Aguzo el oído para ver si oigo a alguien rondando por aquí, pero ahora no se oye a nadie, y busco en Internet, reviso documentos, reflexiono sobre los mismos datos una y otra vez, y caigo en la cuenta de que me siento derrotada y enojada.

«Ya tienes lo que querías».

Realmente no muestra nada grotesco, nada espantoso, nada que no haya visto antes o no pueda digerir, pero me tomó por sorpresa ayer por la noche, un domingo tranquilo, mientras sonaba música en casa, con mi marido Benton y con el MacBook abierto sobre la encimera de la cocina por si sucedía algo que debiera saber de inmediato. Estaba tranquila, de buen humor, ocupada en hacer uno de sus platos favoritos, risotto con spinaci come lo fanno a Sondrio. Estaba esperando a que hirviera el agua en una olla y bebía una copa de Geheimrat J Riesling que me hizo pensar en nuestro reciente viaje a Viena y la razón por la que visitamos aquella ciudad.

El caso es que estaba perdida en mis pensamientos, recordaba a gente querida, preparaba una buena comida y tomaba un vino suave, cuando el correo electrónico con el archivo de vídeo adjunto aterrizó exactamente a las seis y treinta minutos, hora estándar de la costa este.

No reconocí al remitente: BLiDedwood@stealthmail.com.

No había ningún mensaje, solo el encabezamiento: MÉDICA FORENSE KAY SCARPETTA, escrito en una audaz tipografía Eurostile en mayúsculas.

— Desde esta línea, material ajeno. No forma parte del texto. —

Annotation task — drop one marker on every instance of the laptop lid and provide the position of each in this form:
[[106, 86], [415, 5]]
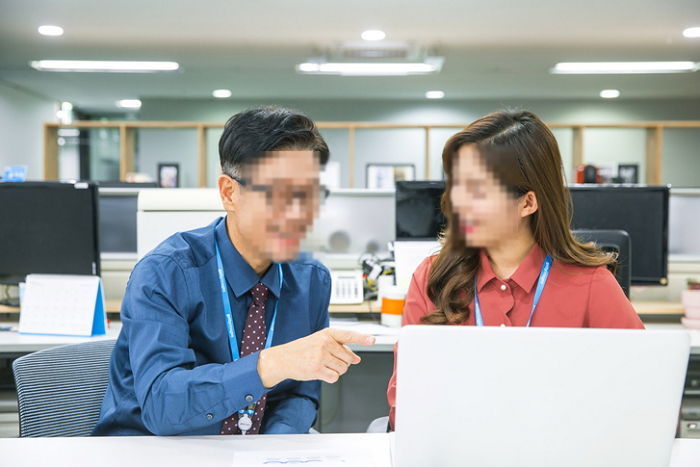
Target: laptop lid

Al principio, esos dieciocho segundos de vídeo sin audio me desconcertaron: era el «corta y pega» de un paseo en motora en una parte del mundo que yo desconocía. El clip de película parecía bastante inocente, y al verlo por primera vez no significó nada para mí. Estaba segura de que alguien lo había enviado por error a mi correo electrónico hasta que la grabación se detuvo de repente, disolviéndose en un jpg, una imagen destinada a conmocionar al espectador.

Pruebo con otro motor de búsqueda en el ciberespacio, parece que soy incapaz de encontrar algo útil sobre el Pachyrhinosaurus, un dinosaurio herbívoro de nariz gruesa con grandes cuernos óseos y una testuz plana que probablemente utilizaba para someter a otros animales. Cuando encuentro una representación artística de uno veo una bestia de aspecto singularmente extraño, algo así como un rinoceronte de dos toneladas y patas cortas con una grotesca máscara ósea. Un reptil con una cara que uno no vería con buenos ojos, aunque Emma Shubert sí que lo hizo, y ahora a esta paleontóloga de cuarenta y ocho años de edad le falta una oreja o está muerta, o ambas cosas.

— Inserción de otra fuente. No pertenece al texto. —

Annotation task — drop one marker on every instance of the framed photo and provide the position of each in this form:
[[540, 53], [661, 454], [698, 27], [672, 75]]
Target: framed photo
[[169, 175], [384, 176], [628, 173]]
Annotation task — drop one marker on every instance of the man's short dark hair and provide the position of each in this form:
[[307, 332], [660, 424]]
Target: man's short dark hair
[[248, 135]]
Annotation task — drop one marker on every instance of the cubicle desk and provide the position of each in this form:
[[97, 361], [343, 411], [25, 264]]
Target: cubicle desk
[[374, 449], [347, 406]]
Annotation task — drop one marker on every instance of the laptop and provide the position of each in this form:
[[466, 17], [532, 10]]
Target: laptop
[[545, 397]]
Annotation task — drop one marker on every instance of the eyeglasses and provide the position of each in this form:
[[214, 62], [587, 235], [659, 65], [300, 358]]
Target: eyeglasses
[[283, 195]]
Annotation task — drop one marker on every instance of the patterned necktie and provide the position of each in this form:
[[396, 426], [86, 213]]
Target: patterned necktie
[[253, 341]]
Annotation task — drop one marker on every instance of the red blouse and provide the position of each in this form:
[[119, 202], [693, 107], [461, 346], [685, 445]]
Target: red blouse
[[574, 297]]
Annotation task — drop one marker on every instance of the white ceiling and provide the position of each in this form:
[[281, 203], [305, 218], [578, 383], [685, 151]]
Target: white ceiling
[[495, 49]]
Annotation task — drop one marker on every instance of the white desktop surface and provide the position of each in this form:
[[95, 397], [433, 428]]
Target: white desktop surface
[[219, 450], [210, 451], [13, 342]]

Alguien envió el correo electrónico anónimo directamente al CFC, el Centro Forense de Cambridge, que yo presido, y debo entender que se me envió con el propósito de burlarse de mí o intimidarme, e imagino una motora surcando un río a miles de kilómetros al noroeste de aquí, en lo que parece ser una parte recóndita del mundo. Estudio la silueta fantasmal sobreexpuesta sentada en la parte trasera, posiblemente en un asiento corrido, apostada justo enfrente de quien la estaba filmando.

«¿Quién eres?».

Entonces la pendiente rocosa, lo que ahora sé que es un yacimiento de excavación de dinosaurios llamado lecho óseo de Wapiti, y la silueta se disuelven en un jpg violento y cruel.